Can You Automate Test Generation for the Generated API Code?

Tests get generated the same way:

Write Vitest tests for the Route Handlers in app/api/users/route.ts.

Requirements:
- Mock Prisma Client using vitest-mock-extended
- Cover: list, create, update, delete (happy path)
- Cover: validation errors, not found, auth errors
- Place tests in __tests__/api/users.test.ts

typescript

// __tests__/api/users.test.ts
import { describe, it, expect, vi, beforeEach } from 'vitest'
import { NextRequest } from 'next/server'
import { GET, POST } from '@/app/api/users/route'
import { prisma } from '@/lib/prisma'

vi.mock('@/lib/prisma', () => ({
  prisma: {
    user: {
      findMany: vi.fn(),
      count: vi.fn(),
      create: vi.fn(),
    },
  },
}))

describe('GET /api/users', () => {
  it('returns a paginated user list', async () => {
    vi.mocked(prisma.user.findMany).mockResolvedValue([
      { id: '1', email: 'test@example.com', name: 'Test', role: 'USER', createdAt: new Date(), updatedAt: new Date() },
    ])
    vi.mocked(prisma.user.count).mockResolvedValue(1)
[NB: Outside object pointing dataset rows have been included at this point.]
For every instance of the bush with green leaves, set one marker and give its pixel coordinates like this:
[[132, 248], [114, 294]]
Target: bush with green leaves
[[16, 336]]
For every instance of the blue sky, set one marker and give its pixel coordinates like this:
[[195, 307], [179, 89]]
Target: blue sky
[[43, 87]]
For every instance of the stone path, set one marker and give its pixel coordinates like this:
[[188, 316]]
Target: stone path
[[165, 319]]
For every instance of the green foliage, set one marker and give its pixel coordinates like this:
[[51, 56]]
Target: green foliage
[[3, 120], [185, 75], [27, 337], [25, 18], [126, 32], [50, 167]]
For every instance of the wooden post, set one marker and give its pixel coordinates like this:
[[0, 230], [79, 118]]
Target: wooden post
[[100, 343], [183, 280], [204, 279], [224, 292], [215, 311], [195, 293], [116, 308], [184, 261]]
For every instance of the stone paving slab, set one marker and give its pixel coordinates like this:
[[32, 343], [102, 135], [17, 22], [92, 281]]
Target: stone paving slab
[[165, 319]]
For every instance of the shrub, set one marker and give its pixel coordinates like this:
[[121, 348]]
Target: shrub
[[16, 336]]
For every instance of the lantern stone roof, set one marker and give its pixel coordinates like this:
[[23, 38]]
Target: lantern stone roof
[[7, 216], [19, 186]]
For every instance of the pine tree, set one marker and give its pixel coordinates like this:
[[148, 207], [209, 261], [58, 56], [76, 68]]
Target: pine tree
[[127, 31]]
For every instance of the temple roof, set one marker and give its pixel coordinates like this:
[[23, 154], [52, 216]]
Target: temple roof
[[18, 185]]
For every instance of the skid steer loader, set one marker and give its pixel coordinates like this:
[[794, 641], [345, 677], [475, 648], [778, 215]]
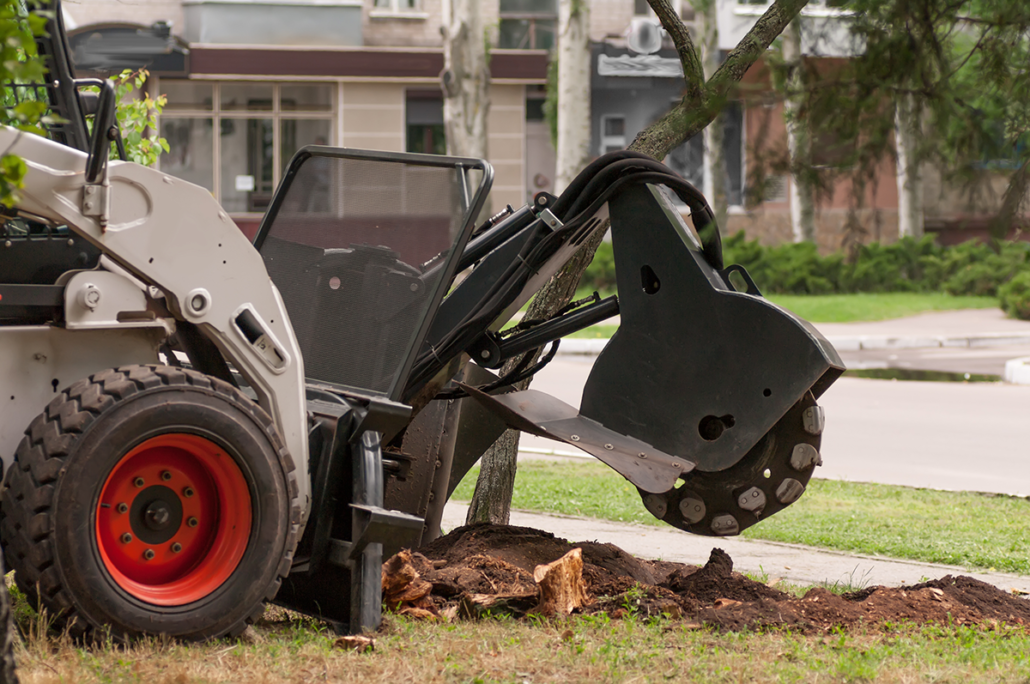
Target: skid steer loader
[[193, 424]]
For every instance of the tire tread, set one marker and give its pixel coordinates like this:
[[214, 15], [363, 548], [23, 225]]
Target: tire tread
[[28, 490]]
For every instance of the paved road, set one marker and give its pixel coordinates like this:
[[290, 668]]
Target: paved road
[[947, 436]]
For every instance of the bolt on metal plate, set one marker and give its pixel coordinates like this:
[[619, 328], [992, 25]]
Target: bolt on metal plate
[[725, 524], [789, 491], [752, 501], [656, 505], [814, 419], [803, 456], [692, 510]]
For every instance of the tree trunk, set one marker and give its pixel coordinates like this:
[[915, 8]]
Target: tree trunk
[[910, 180], [701, 102], [574, 91], [802, 212], [466, 79], [715, 151]]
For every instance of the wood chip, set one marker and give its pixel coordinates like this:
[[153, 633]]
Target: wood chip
[[417, 613], [355, 643], [561, 586]]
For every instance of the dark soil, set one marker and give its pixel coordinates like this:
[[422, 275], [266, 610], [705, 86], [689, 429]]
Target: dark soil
[[488, 569]]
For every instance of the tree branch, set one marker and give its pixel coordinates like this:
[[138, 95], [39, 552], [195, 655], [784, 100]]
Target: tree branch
[[697, 108], [693, 72], [761, 35]]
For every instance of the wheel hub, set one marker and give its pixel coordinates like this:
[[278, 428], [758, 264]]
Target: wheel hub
[[173, 519], [156, 514]]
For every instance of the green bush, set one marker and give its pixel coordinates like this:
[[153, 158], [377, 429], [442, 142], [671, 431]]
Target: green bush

    const request = new NextRequest('http://localhost/api/users')
    const response = await GET(request)
    const data = await response.json()

    expect(response.status).toBe(200)
    expect(data.data).toHaveLength(1)
    expect(data.pagination.total).toBe(1)
  })
})

How Do You Update the API Layer When the Prisma Schema Changes?
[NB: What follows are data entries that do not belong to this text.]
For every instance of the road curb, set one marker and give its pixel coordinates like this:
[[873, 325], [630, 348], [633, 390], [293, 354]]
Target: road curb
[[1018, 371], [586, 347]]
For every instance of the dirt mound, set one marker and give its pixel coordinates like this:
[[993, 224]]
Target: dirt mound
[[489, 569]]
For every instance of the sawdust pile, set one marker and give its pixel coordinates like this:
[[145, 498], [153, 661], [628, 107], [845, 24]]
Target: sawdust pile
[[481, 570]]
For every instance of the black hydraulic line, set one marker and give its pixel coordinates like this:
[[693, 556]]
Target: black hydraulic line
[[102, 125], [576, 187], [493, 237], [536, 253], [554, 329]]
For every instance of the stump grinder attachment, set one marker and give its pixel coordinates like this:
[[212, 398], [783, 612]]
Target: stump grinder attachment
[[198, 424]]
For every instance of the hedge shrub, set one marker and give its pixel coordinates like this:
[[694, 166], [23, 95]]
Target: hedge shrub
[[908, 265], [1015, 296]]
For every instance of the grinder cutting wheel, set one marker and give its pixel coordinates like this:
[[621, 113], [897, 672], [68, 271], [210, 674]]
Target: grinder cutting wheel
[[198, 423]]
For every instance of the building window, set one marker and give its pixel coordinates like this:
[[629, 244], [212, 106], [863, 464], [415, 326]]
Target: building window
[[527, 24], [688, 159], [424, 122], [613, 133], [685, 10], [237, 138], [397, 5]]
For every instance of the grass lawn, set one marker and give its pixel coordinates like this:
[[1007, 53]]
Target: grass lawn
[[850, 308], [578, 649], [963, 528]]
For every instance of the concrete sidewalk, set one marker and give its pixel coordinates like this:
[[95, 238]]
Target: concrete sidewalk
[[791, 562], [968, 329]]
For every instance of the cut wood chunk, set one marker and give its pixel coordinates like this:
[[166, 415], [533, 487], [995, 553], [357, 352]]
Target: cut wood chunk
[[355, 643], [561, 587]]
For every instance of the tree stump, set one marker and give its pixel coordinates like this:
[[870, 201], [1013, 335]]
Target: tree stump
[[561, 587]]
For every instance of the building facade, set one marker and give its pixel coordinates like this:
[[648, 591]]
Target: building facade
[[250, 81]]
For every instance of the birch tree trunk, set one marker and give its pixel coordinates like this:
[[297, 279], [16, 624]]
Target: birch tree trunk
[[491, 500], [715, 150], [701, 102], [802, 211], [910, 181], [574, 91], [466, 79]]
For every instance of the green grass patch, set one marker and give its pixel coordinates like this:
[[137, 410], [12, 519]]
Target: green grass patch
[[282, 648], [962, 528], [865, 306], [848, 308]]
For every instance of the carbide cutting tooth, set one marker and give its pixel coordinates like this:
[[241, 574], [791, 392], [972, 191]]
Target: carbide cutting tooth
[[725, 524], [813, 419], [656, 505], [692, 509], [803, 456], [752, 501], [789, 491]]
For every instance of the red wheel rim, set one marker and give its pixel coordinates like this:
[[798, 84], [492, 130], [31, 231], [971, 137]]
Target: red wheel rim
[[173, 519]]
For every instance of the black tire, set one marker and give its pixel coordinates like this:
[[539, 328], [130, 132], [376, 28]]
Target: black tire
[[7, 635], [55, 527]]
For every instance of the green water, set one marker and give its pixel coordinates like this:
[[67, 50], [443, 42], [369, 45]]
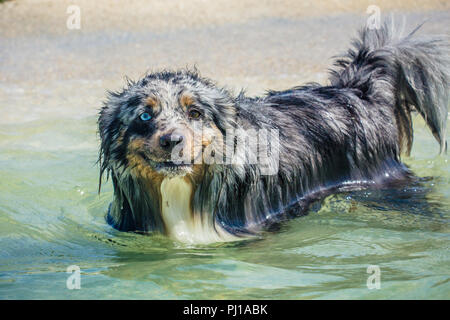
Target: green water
[[51, 217]]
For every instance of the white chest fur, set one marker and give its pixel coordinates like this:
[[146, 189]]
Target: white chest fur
[[183, 224]]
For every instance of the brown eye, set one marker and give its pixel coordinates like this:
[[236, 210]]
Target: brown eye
[[194, 114]]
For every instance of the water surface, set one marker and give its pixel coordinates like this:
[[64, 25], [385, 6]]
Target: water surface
[[51, 215]]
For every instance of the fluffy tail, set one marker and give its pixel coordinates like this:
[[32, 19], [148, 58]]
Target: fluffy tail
[[409, 72]]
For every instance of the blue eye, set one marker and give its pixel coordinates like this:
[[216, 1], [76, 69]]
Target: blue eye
[[145, 116]]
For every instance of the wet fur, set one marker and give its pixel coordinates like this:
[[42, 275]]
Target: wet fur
[[348, 135]]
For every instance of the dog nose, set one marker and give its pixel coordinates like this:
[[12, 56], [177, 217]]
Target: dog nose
[[168, 141]]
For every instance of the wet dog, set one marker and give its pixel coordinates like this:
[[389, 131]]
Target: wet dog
[[206, 187]]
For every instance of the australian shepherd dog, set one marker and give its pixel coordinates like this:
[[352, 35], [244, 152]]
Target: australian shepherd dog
[[190, 160]]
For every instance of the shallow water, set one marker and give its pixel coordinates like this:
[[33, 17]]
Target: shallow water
[[51, 216]]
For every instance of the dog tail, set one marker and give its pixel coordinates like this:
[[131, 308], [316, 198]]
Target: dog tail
[[405, 72]]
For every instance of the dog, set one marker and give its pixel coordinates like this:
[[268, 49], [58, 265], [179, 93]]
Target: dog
[[347, 135]]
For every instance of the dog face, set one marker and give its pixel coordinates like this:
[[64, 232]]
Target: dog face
[[159, 125]]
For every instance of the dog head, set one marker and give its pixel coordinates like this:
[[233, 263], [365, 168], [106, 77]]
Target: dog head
[[149, 128]]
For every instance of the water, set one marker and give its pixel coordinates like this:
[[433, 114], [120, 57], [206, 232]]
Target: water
[[51, 215]]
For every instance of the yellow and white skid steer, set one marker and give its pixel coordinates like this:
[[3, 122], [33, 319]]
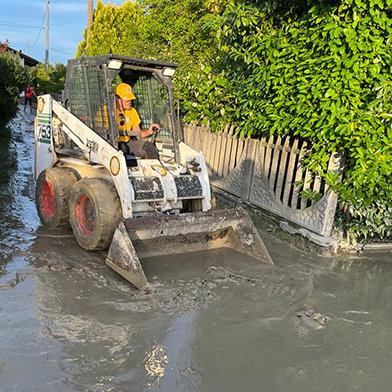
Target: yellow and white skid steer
[[132, 206]]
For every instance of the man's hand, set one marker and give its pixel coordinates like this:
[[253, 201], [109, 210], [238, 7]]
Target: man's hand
[[154, 128]]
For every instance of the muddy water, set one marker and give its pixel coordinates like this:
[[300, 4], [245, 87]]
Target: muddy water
[[216, 322]]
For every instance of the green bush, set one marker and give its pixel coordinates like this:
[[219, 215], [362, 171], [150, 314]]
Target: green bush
[[321, 71], [48, 79]]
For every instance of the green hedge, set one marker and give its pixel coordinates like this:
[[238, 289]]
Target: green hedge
[[322, 72]]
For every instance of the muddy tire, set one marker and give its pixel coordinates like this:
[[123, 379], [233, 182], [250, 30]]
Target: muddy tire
[[52, 191], [94, 211]]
When the schema evolves, standardize the update prompt so nothing falls through the cracks:

Apply the following schema changes to the API layer:

Changes:
- Added tags: String[] to Post model
- Added avatar: String? to User model

Files to update:
- lib/validations/user.ts, post.ts
- app/api/users/route.ts, app/api/posts/route.ts
- Corresponding test files

Constraint: don't change existing API behavior — new fields are optional.
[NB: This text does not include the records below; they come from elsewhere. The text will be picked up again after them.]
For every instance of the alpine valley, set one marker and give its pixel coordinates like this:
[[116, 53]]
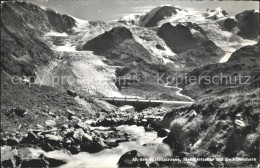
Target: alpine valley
[[59, 72]]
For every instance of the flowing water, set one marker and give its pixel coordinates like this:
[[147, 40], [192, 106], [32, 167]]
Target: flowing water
[[108, 158]]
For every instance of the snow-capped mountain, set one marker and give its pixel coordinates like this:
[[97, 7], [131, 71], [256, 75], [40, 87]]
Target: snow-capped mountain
[[44, 43]]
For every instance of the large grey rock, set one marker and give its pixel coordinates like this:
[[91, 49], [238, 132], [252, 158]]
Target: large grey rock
[[248, 23], [132, 159]]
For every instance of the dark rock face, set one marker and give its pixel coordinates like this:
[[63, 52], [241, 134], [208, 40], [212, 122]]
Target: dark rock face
[[246, 54], [229, 24], [61, 22], [108, 40], [191, 43], [157, 14], [162, 132], [248, 23], [180, 38], [22, 27], [126, 160], [120, 48], [34, 163]]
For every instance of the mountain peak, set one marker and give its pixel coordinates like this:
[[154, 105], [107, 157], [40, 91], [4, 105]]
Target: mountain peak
[[157, 14]]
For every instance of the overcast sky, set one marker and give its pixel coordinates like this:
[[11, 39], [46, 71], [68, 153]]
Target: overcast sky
[[107, 10]]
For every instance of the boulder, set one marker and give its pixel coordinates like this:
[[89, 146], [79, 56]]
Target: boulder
[[70, 112], [78, 134], [31, 137], [53, 162], [53, 139], [132, 159], [154, 164], [47, 147], [83, 125], [8, 156], [127, 108]]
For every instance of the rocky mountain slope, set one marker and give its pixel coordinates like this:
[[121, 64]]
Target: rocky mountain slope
[[225, 120], [40, 46], [23, 25], [191, 43]]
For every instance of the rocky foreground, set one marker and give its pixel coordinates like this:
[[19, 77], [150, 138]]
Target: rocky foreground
[[78, 136]]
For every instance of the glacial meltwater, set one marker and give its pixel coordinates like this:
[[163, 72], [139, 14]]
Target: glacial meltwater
[[146, 142]]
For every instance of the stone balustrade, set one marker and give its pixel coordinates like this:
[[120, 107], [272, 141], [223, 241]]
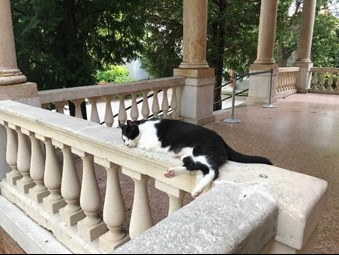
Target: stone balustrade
[[324, 80], [109, 92], [43, 181], [287, 81]]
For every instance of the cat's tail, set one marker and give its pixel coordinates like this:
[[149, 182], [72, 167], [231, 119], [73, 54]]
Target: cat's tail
[[242, 158]]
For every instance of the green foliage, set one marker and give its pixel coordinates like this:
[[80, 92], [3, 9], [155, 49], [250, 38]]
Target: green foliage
[[325, 46], [117, 74], [163, 43], [61, 43]]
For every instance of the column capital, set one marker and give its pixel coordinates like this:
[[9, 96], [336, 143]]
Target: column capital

Using a consistent prompt structure like this eliminates the "I updated the schema but forgot to update the API" bug.

Here's a checklist to run after every schema change:

prisma migrate dev — apply migration to database
Give Claude Code the schema diff, ask it to update validators, handlers, and tests
npx tsc --noEmit — confirm no type errors
npm test — confirm tests pass
prisma generate — regenerate Prisma Client

Wrapping Up

Combining Prisma's schema-first approach with Claude Code's code generation creates a workflow where most of the API boilerplate writes itself.

Key points:

Prisma MCP server lets Claude Code reference the schema directly without repeated copy-pasting
Generate Zod validators first — Route Handlers and tRPC routers both import from them
Auth middleware as wrapper functions keeps Route Handlers clean and the auth logic centralized
Standardize the schema-change prompt so updates propagate consistently across validators, endpoints, and tests

If CRUD implementation was taking an hour per model, this workflow brings it down to 10–15 minutes — with better type safety than hand-written code. Start with the validators and build outward from there.